Labour fears for Kiwis in ministry shake-up
Radical plans to shed 300 jobs and make up to 600 MFAT staff reapply for their jobs could threaten the safety of Kiwis who get in trouble overseas, Labour says.
Former foreign affairs minister Phil Goff said he had seen documents showing families of New Zealanders admitted to hospital in a developing country or jailed may get an 0800 number instead of consular help.
There are plans to contract out some consular services, with about 140 overseas-based jobs poised to disappear and about 100 corporate jobs, some of them also based overseas, also facing the axe. A further 50 diplomat jobs will disappear as well.
Mr Goff said the ministry should be required to find efficiencies and cut unnecessary spending like every other government department. "But there is a real danger in a slash and burn approach which will see core frontline staff out of work. And there is real cause for concern about New Zealanders who might find themselves in trouble overseas and require consular assistance."
Draft proposals for the radical overhaul will be presented to MFAT staff tomorrow for consultation, along with proposals to whittle back overseas allowances so that pay packets for Wellington-based staff can be boosted.
In other big changes, most of the ministry's 600 staff engaged in work outside overseas development aid will have to reapply for their positions. Chief executive John Allen has refused to comment.

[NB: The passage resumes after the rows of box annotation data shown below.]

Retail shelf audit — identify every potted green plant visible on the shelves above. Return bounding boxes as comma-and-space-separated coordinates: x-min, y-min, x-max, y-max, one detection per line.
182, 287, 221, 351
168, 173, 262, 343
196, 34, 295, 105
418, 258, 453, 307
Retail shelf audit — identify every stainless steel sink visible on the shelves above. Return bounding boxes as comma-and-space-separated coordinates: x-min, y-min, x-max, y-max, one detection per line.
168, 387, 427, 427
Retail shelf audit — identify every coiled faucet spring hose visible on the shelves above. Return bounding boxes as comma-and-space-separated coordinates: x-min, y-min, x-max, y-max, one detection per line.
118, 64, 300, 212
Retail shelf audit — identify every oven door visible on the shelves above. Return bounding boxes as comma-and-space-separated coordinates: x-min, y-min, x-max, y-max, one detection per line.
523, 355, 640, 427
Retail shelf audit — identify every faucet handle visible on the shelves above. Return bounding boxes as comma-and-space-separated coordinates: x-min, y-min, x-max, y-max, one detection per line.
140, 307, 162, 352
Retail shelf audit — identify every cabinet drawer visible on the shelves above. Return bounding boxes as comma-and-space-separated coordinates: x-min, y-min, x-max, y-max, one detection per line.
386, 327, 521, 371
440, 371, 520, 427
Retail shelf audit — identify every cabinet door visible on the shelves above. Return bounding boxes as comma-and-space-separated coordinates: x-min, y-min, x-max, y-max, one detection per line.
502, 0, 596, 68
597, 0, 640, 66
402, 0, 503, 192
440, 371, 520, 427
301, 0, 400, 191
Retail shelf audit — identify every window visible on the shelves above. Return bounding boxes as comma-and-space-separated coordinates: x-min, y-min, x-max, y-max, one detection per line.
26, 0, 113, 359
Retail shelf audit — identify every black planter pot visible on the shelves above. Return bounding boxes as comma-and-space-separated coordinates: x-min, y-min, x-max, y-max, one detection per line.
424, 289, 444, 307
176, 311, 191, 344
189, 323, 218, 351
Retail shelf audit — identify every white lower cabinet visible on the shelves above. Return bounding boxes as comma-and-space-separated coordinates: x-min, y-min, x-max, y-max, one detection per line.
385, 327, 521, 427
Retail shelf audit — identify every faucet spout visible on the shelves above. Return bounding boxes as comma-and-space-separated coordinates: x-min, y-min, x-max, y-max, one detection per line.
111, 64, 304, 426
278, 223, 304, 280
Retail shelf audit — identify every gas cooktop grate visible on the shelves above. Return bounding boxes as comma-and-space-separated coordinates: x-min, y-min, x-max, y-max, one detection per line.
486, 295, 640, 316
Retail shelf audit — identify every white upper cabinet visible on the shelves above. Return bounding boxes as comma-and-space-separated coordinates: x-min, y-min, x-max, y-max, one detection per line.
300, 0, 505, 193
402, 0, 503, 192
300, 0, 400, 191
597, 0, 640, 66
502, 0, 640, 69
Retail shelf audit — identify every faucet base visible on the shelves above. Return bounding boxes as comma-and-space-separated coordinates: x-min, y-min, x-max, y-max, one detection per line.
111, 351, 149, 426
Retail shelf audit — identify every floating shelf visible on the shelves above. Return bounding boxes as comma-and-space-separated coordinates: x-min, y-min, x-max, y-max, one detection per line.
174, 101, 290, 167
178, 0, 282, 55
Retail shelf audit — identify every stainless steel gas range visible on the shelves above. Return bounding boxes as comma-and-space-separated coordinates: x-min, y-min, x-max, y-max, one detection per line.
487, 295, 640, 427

But the move is driven, in part, by a plan to step away from the ministry's current system of rotating staff through specialist desks.
Sources say the overhaul has been driven by Mr Allen but under pressure from the Government to give the ministry a stronger trade and economic focus. But the ministry is also under pressure to make deep cuts in its current spending. Mr Goff said MFAT had been ordered to make cuts of $40 million a year and more than 30 policy positions had already been left vacant.
A former top diplomat, Terence O'Brien, yesterday slated the new direction as "nonsense" and said foreign policy did not have a bottom line and "is not a business".